- Supreme Court of the United States

Argued October 3, 2023 Decided May 16, 2024
- Full case name: Consumer Financial Protection Bureau v. Community Financial Services Association of America, Limited, et al.
- Docket no.: 22-448
- Citations: 601 U.S. 416 (more)
- Argument: Oral argument

Case history
- Prior: Summary judgment granted. Consumer Financial Services Association of America, Limited v. Consumer Financial Protection Bureau, 558 F. Supp. 3d 350 (W.D. Tex. 2021) ; Affirmed in part and reversed in part. 51 F.4th 616 (5th Cir. 2022).; Cert. granted. 598 U.S. ___ (2023).;
- Subsequent: District court decision affirmed. 104 F.4th 930 (5th Cir. 2024). ; Rehearing en banc denied (5th Cir. 2024).; Petition for cert. filed (U.S. Mar. 7, 2025).;

Questions presented
- Whether the court of appeals erred in holding that the statute providing funding to the Consumer Financial Protection Bureau (CFPB), 12 U.S.C. 5497, violates the Appropriations Clause, U.S. Const. Art. I, § 9, Cl. 7, and in vacating a regulation promulgated at a time when the CFPB was receiving such funding.

Holding
- Congress’ statutory authorization allowing the Bureau to draw money from the earnings of the Federal Reserve System to carry out the Bureau’s duties satisfies the Appropriations Clause.

Court membership
- Chief Justice John Roberts Associate Justices Clarence Thomas · Samuel Alito Sonia Sotomayor · Elena Kagan Neil Gorsuch · Brett Kavanaugh Amy Coney Barrett · Ketanji Brown Jackson

Case opinions
- Majority: Thomas, joined by Roberts, Sotomayor, Kagan, Kavanaugh, Barrett, Jackson
- Concurrence: Kagan, joined by Sotomayor, Kavanaugh, Barrett
- Concurrence: Jackson
- Dissent: Alito, joined by Gorsuch

Laws applied
- U.S. Const. art I, § 9, cl. 7

= Consumer Financial Protection Bureau v. Community Financial Services Association of America, Ltd. =

Consumer Financial Protection Bureau v. Community Financial Services Association of America, Ltd., , was a United States Supreme Court case where the Court ruled that the funding mechanism of the Consumer Financial Protection Bureau (CFPB), which is allocated from the Federal Treasury budget rather that through Congressional appropriations, is constitutional under the Appropriations Clause.

== Background ==
===Factual background===
The CFPB was created after the 2008 financial crisis as part of the Dodd–Frank Wall Street Reform and Consumer Protection Act. While initially aimed to protect consumers from bad mortgage lenders that had partially created the financial crisis, the CFPB has also involved itself in other areas at high risk of fraudulent activity that harm consumers, such as credit cards, credit reporting, and for-profit colleges. As it is generally seen as pro-consumer, the CFPB had generally been contested by conservative politicians and large corporations.

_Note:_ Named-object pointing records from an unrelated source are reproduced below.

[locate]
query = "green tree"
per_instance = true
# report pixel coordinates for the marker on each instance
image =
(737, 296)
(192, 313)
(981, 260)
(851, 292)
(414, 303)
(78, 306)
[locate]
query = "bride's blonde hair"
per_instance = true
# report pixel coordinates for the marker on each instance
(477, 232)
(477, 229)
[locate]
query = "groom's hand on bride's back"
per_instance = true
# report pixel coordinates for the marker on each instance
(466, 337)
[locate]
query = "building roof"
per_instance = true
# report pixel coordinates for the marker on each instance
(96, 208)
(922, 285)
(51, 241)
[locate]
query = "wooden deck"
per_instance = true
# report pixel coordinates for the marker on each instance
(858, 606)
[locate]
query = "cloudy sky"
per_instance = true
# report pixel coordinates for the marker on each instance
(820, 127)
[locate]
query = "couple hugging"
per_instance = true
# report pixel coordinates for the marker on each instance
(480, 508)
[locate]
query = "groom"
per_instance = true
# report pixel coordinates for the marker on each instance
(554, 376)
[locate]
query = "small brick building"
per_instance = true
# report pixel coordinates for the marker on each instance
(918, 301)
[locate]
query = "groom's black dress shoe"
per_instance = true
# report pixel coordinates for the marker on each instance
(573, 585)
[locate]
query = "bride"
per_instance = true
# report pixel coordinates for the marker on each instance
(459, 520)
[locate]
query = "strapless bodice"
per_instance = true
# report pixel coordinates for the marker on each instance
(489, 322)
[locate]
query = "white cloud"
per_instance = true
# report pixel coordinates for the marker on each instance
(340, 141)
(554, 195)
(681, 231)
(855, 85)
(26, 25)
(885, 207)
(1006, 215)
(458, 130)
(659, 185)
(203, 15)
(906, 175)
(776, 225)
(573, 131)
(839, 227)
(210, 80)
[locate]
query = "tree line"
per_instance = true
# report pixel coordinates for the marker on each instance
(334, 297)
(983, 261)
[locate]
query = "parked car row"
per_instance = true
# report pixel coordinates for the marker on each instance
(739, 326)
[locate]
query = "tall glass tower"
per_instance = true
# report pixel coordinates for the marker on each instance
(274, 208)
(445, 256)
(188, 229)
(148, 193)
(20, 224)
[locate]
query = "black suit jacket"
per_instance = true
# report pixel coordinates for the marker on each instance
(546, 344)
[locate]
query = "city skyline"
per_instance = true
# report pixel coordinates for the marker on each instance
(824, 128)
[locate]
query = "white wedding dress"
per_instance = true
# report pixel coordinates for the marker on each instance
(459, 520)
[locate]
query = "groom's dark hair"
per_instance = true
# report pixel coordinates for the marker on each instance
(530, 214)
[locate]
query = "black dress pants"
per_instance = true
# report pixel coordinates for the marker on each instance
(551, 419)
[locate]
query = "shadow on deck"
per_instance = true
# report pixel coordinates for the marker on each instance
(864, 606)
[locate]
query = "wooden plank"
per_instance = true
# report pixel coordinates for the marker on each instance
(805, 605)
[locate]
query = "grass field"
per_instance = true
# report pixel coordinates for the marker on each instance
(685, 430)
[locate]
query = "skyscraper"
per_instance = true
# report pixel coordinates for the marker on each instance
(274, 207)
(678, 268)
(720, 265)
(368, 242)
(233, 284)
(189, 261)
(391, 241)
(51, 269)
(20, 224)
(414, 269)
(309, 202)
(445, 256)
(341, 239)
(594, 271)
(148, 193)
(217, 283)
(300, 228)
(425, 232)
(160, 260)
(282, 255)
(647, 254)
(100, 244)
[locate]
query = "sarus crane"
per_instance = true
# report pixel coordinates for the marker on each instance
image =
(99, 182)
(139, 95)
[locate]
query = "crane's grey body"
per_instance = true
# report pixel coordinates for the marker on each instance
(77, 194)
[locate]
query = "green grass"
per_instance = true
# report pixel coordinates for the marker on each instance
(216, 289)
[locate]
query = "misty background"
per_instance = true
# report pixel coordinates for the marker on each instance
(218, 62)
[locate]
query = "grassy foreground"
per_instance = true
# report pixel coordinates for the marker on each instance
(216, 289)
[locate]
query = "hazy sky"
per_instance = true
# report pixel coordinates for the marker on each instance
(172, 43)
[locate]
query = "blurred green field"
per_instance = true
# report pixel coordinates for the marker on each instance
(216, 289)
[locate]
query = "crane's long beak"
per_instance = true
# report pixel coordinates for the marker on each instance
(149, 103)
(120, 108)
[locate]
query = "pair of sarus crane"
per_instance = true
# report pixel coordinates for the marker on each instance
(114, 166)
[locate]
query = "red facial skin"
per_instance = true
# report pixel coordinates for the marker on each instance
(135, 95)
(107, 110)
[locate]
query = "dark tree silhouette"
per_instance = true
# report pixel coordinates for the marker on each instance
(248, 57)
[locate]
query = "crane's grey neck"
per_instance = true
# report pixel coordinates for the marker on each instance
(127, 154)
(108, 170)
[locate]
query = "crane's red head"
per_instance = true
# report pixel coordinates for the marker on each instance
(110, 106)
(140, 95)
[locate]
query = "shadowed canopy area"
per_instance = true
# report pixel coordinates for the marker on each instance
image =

One of the first legal challenges to the operations of the CFPB arose from the Supreme Court case Seila Law LLC v. Consumer Financial Protection Bureau (2020), which challenged the inability for the director of the CFPB to be removed by the president except for cause, and was argued by that nature, the whole of the CFPB was unconstitutional. The Supreme Court agreed that the director of the CFPB was considered an officer of the United States and thus could be removed by the president as to maintain the separation of powers, but otherwise the agency's structure was constitutional.

===Legal background===
The Community Financial Services Association of America (CFSA), a trade group for the payday lending industry, filed a lawsuit in 2018 challenging a CFPB rule restricting payday lending. The United States District Court for the Western District of Texas upheld the rule. The CFSA appealed to the United States Court of Appeals for the Fifth Circuit, which in October 2022 upheld the rule against an Administrative Procedure Act challenge, but held it must be vacated because it was created when the agency was funded by the Federal Reserve. The Fifth Circuit held this funding mechanism was unconstitutional.

== Supreme Court ==
Less than a month after the Fifth Circuit decided the case, the CFPB filed a petition for a writ of certiorari at the Supreme Court, and the Biden administration asked for the Supreme Court to "fast track" the case to be heard during the 2022 Supreme Court term. The Supreme Court granted certiorari on February 27, 2023, and denied the motion to expedite consideration of the case. Oral argument was held on October 3, 2023. The case was argued, on behalf of the CFPB, by Solicitor General Elizabeth Prelogar and, on behalf of the CFSA, by former Solicitor General Noel Francisco.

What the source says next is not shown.